Promising spot up shooter whose ability and willingness to fill a role and do some little things leave room for optimism about his ability to grow into a contributor at the next level.
About Caleb Houstan
Caleb Houstan is a floor spacing wing who had some ups and downs as a freshman at Michigan but showed his potential in a role similar to the one he could fill at the next level. Emerging as a prospect extremely early on averaging 5.5 points, 3.8 rebounds, and 1.5 assists over 11.6 minutes per game playing up two years at the 2018 FIBA U17 World Championship, Houstan subsequently enrolled at Montverde Academy (FL) where he played alongside players like Cade Cunningham, Scottie Barnes, and Jalen Duren over three seasons before reclassifying. Finishing his prep career ranked among the consensus top-10 prospects in the high school class of 2021, the 19-year old justified that placement leading Canada in scoring averaging 17 points per game at the FIBA U19 World Cup. Stepping into a significant role for the Wolverines under Head Coach Juwan Howard, the Mississauga native finished his freshman year averaging 10.1 points, 4 rebounds, and 1.4 assists over 32 minutes per game while shooting 36% from beyond the arc.

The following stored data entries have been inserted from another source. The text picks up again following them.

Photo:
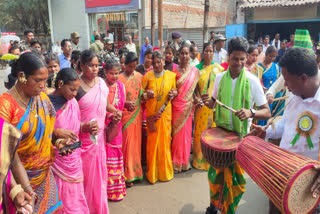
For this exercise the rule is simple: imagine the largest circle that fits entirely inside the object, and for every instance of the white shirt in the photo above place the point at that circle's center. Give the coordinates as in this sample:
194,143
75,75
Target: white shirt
264,48
286,128
257,95
220,57
132,47
194,62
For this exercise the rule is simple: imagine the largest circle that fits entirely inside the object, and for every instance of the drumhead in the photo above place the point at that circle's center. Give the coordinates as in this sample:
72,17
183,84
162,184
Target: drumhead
220,139
297,195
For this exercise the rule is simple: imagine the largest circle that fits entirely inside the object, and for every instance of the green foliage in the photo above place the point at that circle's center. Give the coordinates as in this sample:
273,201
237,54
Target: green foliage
18,15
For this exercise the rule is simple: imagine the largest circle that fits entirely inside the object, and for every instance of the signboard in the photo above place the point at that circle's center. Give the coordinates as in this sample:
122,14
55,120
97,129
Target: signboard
8,33
101,6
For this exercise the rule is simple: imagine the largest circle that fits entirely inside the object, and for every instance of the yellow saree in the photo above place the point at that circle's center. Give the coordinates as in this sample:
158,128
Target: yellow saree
203,117
159,162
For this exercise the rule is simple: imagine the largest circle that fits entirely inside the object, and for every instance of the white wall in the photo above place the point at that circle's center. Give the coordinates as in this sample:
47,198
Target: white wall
69,16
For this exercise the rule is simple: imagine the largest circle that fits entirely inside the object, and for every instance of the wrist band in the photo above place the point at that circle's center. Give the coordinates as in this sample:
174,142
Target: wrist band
15,191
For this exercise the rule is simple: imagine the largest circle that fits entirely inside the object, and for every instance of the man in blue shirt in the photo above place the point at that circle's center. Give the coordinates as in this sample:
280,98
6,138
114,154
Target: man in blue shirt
65,57
144,48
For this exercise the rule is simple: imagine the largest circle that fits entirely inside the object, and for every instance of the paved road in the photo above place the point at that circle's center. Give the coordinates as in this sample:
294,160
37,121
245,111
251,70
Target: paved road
187,193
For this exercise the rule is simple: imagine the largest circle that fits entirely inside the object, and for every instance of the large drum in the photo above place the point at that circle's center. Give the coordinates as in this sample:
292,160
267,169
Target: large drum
284,176
219,147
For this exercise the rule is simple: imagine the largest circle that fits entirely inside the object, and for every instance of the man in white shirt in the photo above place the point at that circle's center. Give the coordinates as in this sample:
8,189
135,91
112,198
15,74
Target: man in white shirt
240,90
131,46
299,128
266,44
220,54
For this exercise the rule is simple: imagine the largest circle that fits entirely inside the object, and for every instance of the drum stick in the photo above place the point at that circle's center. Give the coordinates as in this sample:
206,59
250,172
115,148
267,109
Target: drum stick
280,98
224,106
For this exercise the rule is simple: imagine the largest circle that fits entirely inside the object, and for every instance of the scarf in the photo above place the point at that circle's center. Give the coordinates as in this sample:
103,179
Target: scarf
242,93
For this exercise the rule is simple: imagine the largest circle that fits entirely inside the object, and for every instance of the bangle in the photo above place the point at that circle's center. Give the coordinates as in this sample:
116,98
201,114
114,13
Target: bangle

• Listed at 6’8 with a lean 205-pound frame, Houstan has nice size for a swingman, but lacks a degree of length and still has room to continue getting stronger.
• Serving primarily as a floor spacer, Houstan’s production often hinged on his ability to make shots with his feet set. He found mixed results off the dribble this season which is not particularly surprising for a player who could just as easily still be in high school. Showing the ability to make simple reads as a passer and cutting with good timing, he displays a solid feel for the game and flashes some ability with the ball in FIBA play all of which leave some room for optimism about his ability to grow into a more versatile offensive player.

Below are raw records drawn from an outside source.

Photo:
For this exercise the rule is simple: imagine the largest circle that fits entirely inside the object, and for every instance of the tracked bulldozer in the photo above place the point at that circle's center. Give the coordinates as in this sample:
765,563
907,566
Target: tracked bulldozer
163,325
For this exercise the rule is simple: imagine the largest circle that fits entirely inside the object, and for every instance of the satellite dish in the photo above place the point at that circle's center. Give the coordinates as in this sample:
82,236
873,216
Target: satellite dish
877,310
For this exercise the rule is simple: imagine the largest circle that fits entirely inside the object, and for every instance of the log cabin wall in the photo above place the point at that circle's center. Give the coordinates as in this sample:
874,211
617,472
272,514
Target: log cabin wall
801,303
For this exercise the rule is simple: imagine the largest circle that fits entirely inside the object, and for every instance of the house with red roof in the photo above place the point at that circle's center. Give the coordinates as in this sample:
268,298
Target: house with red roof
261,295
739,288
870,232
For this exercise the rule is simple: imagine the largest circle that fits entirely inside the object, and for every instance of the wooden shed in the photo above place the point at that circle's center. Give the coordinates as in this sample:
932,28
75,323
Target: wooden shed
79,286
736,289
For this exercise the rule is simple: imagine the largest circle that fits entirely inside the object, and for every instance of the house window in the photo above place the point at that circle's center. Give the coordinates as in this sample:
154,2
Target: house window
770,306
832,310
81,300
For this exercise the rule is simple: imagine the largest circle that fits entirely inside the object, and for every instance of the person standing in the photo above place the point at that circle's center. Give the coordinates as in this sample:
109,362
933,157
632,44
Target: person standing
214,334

• A disciplined defender with solid technique and some instincts in the passing lanes, Houstan is not particularly rangy, but held his own at the college level competing with steady energy.
• Leaning heavily on his ability to make catch and shoot jump shots as a freshman, Houstan provided valuable spacing for the Wolverines but had a somewhat uneven year shooting the ball as he ran especially hot mid-year after a slow start. Finding mixed results looking to score off the dribble, the freshman wing had some big games when he put everything together but also had a number of very quiet nights as well.

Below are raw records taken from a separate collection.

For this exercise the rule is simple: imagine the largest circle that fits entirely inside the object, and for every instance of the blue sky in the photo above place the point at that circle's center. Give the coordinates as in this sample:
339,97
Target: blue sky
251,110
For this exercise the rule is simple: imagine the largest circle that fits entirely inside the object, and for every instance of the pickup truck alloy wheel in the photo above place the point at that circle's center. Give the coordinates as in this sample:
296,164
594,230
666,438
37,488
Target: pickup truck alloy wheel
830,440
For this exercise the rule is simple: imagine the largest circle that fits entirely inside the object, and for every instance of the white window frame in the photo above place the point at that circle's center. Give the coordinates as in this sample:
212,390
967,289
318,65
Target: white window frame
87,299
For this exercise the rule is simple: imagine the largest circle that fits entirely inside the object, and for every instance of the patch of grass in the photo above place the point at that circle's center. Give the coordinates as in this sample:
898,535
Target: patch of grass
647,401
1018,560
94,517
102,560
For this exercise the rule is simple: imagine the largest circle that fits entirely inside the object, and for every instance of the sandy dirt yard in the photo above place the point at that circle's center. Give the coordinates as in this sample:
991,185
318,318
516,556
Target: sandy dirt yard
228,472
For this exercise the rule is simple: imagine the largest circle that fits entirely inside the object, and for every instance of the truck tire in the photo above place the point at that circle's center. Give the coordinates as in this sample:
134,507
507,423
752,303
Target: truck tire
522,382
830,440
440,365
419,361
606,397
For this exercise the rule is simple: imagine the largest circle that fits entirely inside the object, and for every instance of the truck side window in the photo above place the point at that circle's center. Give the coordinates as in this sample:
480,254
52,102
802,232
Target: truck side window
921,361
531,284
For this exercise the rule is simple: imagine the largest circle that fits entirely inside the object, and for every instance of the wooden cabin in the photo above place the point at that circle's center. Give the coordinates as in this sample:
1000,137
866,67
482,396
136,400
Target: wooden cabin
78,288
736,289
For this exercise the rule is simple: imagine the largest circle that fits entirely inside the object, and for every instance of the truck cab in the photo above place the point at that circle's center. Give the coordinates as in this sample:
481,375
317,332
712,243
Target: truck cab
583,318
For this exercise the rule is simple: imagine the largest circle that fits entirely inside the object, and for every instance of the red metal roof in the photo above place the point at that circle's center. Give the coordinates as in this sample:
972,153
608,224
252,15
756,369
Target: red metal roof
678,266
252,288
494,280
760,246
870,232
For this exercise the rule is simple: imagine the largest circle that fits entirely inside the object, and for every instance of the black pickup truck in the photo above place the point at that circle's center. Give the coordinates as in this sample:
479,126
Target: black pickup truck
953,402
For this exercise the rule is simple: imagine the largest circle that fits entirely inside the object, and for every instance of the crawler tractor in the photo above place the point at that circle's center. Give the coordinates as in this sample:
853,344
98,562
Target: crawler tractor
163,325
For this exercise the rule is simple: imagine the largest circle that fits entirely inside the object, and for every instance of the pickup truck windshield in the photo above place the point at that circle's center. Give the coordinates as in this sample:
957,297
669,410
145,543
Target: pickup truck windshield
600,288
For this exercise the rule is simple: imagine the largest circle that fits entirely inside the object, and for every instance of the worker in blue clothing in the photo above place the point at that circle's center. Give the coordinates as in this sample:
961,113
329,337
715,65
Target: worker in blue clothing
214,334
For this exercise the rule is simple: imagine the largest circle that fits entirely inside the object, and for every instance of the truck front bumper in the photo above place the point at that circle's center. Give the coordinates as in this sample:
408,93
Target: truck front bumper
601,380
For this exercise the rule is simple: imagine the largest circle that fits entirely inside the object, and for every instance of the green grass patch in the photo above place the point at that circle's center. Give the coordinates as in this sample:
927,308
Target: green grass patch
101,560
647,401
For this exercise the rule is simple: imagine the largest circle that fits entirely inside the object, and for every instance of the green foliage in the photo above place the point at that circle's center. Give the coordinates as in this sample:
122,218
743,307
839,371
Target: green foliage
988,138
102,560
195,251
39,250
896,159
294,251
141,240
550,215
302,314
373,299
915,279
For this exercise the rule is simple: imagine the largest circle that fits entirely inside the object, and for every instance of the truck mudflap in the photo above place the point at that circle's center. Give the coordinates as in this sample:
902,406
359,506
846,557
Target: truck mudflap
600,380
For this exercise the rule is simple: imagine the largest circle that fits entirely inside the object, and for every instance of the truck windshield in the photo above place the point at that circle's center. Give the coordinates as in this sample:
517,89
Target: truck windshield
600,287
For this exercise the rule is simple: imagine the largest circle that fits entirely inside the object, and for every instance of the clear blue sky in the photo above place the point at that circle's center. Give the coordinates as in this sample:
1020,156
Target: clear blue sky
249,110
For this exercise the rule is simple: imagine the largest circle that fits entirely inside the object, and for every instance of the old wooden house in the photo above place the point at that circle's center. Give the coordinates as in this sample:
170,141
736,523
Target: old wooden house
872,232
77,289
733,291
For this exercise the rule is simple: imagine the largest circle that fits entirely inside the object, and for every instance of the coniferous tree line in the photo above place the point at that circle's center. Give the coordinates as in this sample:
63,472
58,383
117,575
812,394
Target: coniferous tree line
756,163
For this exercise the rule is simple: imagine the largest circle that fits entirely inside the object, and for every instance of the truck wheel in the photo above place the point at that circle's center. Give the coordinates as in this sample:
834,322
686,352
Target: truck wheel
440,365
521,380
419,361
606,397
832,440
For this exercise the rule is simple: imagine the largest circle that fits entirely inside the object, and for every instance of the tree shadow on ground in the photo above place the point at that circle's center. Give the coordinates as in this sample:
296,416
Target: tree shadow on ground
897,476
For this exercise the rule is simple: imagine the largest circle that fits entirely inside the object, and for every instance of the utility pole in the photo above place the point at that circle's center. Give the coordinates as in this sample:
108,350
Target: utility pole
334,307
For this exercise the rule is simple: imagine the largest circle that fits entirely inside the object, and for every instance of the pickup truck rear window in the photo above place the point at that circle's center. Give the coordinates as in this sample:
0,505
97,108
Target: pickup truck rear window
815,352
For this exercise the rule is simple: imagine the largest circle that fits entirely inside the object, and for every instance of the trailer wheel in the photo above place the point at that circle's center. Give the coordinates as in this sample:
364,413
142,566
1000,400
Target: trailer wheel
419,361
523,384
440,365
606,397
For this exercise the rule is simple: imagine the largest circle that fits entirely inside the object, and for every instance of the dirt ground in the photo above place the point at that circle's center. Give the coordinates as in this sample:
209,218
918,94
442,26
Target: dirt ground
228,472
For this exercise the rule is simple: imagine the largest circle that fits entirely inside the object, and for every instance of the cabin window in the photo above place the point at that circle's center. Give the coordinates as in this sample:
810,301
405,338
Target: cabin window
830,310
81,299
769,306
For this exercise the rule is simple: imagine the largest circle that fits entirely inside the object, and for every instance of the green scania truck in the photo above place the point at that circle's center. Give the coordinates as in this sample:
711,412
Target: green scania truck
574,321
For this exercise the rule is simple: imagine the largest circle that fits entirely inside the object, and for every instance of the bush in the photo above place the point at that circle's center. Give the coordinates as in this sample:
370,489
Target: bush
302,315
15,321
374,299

• With nearly two-thirds of his shots in the half court coming on catch and shoot jumpers, Houstan averaged 1.13 points per catch and shoot jump shot [75th percentile]. While he was somewhat streaky on the year and lacked a degree of consistency converting contested shots in the half court, he showed the ability to run hot for stretches, was reliable when left open all season, and shot the three very opportunistically in transition. He has long shown a willingness to fill a role as a floor spacer and that factored heavily into his best nights offensively last season.
• Averaging 0.44 points per pull-up jump shot [9th percentile] and 0.93 points per finishing opportunity [20th percentile], Houstan never really found a rhythm when looking for his own shot off the dribble the way he did as a set shooter. While he casually tossed in a few midrange pull-ups dribbling off handoffs, finished off a few layups off rangy eurosteps, and earned some layups with his movement off the ball, his floor game remains a work in progress.
• Bringing nice intensity to the defensive end, Houstan had some positive moments both on and off the ball as a freshman. He is not particularly long for his size, but makes an effort to be quick over screens and sound with his feet when closing out shooters.
• Allowing 0.61 points per isolation possession [71st percentile], he held his own for the most part but has room to fill out to better matchup with more physical swingmen at the NBA level.